I think that suggesting it's no different from people thinking that reading books was going to rot people's minds ignores the very real increases in teen depression, loneliness, and suicides over the past decade, as well as increases in adult depression and isolation, and the credible research that says that social media and screens are probably strongly contributing to it.
And really, even the historical sweating over pulp novels or TV addiction wasn't entirely unfounded.

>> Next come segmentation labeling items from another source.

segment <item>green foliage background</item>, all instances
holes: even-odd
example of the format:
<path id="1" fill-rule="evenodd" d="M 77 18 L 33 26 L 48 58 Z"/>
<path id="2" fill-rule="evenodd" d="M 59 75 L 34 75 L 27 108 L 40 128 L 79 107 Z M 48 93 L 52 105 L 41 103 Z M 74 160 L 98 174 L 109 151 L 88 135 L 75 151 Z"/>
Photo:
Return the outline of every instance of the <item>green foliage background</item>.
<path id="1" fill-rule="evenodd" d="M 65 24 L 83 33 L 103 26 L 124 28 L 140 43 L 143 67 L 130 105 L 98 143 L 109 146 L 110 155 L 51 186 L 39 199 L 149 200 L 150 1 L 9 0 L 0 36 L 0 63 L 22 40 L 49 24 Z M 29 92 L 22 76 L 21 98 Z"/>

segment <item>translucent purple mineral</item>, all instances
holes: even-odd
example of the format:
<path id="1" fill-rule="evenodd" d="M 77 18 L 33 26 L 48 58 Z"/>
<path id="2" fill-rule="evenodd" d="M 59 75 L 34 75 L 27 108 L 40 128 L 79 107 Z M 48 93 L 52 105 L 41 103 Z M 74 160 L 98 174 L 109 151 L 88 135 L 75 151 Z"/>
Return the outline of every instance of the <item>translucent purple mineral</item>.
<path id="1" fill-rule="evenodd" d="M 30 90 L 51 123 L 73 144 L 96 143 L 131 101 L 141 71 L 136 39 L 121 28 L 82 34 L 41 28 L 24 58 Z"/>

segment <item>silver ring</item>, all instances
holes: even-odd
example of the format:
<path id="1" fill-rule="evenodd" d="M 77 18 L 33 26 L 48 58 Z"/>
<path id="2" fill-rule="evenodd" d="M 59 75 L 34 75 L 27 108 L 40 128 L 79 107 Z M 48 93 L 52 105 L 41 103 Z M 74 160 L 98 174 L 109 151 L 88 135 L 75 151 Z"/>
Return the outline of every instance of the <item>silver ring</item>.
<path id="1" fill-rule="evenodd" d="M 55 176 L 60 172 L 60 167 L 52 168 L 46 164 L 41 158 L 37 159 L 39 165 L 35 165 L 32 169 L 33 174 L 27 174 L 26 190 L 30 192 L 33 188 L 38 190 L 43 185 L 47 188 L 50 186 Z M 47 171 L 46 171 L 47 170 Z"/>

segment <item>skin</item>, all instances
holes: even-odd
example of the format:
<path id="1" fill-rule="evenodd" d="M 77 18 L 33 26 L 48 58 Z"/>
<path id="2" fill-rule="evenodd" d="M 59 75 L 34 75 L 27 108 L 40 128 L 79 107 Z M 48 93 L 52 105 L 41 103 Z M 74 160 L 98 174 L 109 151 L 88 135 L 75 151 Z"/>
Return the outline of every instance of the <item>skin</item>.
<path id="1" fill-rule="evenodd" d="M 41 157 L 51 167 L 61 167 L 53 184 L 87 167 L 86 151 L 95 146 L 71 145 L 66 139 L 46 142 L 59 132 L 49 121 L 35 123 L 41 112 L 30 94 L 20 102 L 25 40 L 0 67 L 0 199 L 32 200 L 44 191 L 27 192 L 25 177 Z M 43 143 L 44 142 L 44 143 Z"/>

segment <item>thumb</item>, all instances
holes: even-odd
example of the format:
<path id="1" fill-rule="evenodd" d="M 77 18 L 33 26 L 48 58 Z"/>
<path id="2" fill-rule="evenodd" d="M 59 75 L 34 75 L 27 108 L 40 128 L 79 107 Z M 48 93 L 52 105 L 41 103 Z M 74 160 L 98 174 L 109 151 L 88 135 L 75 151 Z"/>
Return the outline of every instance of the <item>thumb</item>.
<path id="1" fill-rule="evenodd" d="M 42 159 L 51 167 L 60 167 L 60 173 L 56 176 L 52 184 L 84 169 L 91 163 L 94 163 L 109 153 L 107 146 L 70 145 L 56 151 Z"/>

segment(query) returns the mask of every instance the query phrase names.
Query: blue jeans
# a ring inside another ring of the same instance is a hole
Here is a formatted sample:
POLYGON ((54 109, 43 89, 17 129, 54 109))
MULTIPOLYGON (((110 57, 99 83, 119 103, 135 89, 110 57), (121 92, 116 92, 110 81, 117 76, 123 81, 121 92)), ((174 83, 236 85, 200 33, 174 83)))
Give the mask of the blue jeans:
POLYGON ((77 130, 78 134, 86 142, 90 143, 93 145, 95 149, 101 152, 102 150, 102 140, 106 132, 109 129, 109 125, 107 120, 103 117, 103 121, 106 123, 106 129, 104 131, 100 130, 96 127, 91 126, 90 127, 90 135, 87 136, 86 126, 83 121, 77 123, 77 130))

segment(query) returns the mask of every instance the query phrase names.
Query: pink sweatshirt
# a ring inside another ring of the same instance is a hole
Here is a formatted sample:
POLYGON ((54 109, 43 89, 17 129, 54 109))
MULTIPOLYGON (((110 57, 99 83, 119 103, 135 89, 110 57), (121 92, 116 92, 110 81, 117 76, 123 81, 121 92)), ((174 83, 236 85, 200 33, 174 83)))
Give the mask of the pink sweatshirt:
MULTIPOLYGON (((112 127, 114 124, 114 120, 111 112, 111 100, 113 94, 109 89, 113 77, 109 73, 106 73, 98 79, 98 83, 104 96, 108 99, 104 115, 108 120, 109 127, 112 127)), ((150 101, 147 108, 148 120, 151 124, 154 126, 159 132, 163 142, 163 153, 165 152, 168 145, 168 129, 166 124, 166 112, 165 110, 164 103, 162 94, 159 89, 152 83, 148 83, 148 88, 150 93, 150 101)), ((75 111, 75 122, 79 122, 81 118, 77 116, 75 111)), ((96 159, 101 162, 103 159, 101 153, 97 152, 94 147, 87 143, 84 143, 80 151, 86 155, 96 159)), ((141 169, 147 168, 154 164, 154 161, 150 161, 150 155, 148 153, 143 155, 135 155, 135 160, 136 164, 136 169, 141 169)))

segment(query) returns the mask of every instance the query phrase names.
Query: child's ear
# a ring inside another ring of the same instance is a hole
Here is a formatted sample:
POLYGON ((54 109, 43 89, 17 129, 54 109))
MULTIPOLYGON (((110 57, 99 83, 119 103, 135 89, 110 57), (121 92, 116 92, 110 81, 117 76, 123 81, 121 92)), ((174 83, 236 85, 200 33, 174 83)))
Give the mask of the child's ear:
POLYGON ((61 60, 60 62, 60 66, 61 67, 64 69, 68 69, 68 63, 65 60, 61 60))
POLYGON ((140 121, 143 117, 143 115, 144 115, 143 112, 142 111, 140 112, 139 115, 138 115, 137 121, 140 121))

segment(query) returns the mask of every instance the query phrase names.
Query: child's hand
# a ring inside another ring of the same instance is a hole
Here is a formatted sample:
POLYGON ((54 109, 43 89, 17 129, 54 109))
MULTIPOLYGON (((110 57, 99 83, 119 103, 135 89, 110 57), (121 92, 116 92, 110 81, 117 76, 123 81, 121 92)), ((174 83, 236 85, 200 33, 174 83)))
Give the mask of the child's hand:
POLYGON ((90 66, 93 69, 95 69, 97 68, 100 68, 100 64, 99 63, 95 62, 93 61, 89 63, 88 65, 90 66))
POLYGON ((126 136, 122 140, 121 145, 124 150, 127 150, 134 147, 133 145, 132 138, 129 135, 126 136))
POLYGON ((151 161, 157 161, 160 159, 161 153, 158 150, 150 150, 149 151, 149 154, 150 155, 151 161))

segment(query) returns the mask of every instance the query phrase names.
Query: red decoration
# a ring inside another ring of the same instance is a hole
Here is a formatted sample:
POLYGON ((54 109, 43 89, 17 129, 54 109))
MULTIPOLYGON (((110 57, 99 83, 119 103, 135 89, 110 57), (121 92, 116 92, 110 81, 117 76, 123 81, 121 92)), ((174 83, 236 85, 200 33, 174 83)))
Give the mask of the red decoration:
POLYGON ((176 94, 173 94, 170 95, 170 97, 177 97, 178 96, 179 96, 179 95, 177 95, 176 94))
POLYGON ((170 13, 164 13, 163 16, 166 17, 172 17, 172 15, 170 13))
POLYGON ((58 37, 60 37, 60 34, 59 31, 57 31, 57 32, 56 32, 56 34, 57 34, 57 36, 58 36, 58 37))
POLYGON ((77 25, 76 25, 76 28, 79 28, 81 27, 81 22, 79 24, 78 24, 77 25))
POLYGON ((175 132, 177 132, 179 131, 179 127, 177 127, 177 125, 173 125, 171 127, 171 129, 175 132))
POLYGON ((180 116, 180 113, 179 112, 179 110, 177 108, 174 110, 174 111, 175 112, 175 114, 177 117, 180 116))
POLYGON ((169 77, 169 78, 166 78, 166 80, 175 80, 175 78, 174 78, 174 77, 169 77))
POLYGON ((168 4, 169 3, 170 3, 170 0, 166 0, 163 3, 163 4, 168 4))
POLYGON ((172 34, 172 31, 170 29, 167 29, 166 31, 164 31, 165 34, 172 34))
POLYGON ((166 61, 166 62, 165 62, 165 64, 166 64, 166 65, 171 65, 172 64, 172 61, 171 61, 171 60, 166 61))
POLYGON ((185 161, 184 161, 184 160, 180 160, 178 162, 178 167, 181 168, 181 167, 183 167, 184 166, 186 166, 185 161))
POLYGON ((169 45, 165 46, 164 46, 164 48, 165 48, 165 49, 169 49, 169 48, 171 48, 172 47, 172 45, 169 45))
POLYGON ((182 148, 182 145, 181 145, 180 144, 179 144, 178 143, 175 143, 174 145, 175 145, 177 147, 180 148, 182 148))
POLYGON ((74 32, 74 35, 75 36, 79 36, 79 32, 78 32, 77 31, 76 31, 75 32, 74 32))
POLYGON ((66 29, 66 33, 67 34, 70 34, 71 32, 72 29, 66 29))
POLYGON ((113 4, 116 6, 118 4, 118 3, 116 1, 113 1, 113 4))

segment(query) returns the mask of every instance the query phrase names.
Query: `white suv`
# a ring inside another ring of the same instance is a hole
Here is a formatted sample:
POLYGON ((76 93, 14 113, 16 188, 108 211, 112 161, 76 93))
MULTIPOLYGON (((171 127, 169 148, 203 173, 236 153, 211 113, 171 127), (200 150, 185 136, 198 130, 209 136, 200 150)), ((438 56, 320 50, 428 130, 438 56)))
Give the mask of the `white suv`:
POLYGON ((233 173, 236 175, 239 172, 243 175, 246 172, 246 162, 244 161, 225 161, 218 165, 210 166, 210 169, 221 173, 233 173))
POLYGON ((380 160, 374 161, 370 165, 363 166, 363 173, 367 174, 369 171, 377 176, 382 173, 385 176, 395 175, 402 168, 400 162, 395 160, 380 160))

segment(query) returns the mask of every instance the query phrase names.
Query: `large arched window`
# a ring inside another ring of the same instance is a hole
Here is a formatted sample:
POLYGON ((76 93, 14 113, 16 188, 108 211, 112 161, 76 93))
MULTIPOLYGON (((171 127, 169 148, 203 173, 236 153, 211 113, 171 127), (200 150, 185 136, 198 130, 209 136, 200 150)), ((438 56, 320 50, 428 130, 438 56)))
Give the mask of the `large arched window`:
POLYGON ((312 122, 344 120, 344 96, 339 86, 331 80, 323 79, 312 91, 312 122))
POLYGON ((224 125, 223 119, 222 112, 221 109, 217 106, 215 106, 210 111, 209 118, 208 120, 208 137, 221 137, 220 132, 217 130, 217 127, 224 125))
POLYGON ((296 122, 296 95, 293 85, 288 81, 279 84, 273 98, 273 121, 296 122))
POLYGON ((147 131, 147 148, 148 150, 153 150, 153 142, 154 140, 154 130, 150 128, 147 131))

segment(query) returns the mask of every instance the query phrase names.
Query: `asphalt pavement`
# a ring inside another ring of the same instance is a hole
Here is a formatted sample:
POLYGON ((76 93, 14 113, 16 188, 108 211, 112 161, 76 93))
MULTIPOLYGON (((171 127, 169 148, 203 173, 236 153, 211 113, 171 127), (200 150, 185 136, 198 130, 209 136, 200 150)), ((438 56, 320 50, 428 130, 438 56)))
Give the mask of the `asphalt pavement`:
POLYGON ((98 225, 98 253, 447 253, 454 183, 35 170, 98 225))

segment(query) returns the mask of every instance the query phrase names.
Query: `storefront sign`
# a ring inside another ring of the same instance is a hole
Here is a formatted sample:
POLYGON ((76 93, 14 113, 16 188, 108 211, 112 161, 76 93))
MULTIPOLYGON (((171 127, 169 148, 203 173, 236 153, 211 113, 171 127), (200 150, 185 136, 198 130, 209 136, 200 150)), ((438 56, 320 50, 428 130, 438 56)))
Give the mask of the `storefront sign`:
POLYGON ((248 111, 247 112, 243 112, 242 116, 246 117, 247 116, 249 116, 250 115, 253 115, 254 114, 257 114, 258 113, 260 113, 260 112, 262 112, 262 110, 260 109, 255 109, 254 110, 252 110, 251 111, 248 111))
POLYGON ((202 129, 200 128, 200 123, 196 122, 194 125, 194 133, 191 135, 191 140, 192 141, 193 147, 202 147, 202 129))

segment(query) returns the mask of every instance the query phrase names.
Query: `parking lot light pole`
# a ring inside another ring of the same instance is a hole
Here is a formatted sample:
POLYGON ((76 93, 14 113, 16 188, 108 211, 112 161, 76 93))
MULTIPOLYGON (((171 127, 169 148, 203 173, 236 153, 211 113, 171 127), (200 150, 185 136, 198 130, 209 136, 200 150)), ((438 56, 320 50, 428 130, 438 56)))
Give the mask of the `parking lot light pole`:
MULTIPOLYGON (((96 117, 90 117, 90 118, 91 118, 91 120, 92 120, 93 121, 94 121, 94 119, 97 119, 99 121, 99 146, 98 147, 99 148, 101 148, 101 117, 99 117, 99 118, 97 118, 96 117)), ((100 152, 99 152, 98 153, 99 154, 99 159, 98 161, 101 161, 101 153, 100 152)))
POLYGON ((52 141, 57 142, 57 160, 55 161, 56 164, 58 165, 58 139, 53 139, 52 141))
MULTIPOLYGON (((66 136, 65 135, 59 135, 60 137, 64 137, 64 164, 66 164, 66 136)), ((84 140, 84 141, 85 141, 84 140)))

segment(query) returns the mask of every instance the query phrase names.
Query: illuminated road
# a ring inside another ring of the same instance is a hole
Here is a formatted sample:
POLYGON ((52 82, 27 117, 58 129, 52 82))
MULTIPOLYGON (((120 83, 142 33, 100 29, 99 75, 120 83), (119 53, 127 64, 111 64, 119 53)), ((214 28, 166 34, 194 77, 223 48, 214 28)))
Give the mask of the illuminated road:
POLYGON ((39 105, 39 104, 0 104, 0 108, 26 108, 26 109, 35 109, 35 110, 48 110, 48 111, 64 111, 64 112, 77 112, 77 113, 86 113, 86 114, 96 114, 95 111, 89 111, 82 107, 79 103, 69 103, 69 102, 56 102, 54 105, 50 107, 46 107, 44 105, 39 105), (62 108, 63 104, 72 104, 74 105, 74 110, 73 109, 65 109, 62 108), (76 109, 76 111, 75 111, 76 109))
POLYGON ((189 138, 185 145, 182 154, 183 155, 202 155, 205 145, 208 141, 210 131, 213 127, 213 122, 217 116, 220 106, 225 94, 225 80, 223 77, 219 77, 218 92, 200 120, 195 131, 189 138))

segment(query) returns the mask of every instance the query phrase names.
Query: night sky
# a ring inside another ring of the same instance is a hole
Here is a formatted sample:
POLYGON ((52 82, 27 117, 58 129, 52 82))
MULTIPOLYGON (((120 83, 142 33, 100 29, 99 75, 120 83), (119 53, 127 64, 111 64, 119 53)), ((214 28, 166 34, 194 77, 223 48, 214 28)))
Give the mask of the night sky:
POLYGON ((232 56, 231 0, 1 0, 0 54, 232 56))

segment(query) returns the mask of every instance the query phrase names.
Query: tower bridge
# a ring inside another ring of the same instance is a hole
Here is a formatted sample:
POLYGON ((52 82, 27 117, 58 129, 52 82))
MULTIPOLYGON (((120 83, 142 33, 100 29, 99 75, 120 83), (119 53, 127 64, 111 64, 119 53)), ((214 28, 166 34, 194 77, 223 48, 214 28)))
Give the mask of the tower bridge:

If people are invited to spend tens of hours a week in soaking in media, that time is being borrowed from somewhere and in the modern historical context that's the time being stolen from home care, crafts and extra labor, sports and physical activity, third place social time in the community, etc -- changes that can dramatically alter society if taken up by enough people and can impact personal wellness even just for one person.
Constant, widespread social media immersion is absolutely having an impact on social and personal wellness and we can actually look to those previously normalized shifts as our evidence that it does.
What we aren't justified do, even as some here try, is assume that this impact of social media immersion will be harmless or beneficial just because pulp novels and couch potato living haven't yet destroyed modern society.
As you note, innocuous/harmless doesn't seem to be where the evidence is pointing so far.
Yes, I do not follow that argument comparing modern tech to past changes. It feels like people are assuming a weird technological inevitability. The printing press was amazing, it had a huge effect on society, of course, leading down the line to some kid reading trash in class. But it is just marks on paper, while digital technology forms a "place", and a direct line of effect from tech companies to the daily habits of billions of people, overnight. I think it is completely different...
Does that mean we should ignore teen depression, loneliness and suicides that happened in every 10 period before and pretend screentime is the cause.
Social isolation starts with kids not being allowed to play unsupervised. Don't hear too many cries to increase unsupervised time we hear the opposite. A screen might be the one thing to help that.
Jonathan Haidt has researched this topic extensively and concluded that it was both, or rather that it was the replacement of play-based childhood with screen-based childhood. Particularly social media's effect on young girls was very strong, but boys have been negatively impacted too.
Teen suicides went down when schools were closed at the beginning of the pandemic. They went back up when schools re-opened. https://www.nber.org/papers/w30795 I don't think teens were spending less time on "social media and screens" during this time.
That was basically my point but apparently I didn't make it clear enough - that we do and have had degradations, but they eventually become the new normal.
That may not be always bad, mind you, but it seems pretty obvious to me that it has occurred and is occurring.
I could rant much more about it, but suffice to say that just because we don't think something is a problem anymore doesn't mean it wasn't (and isn't) a problem.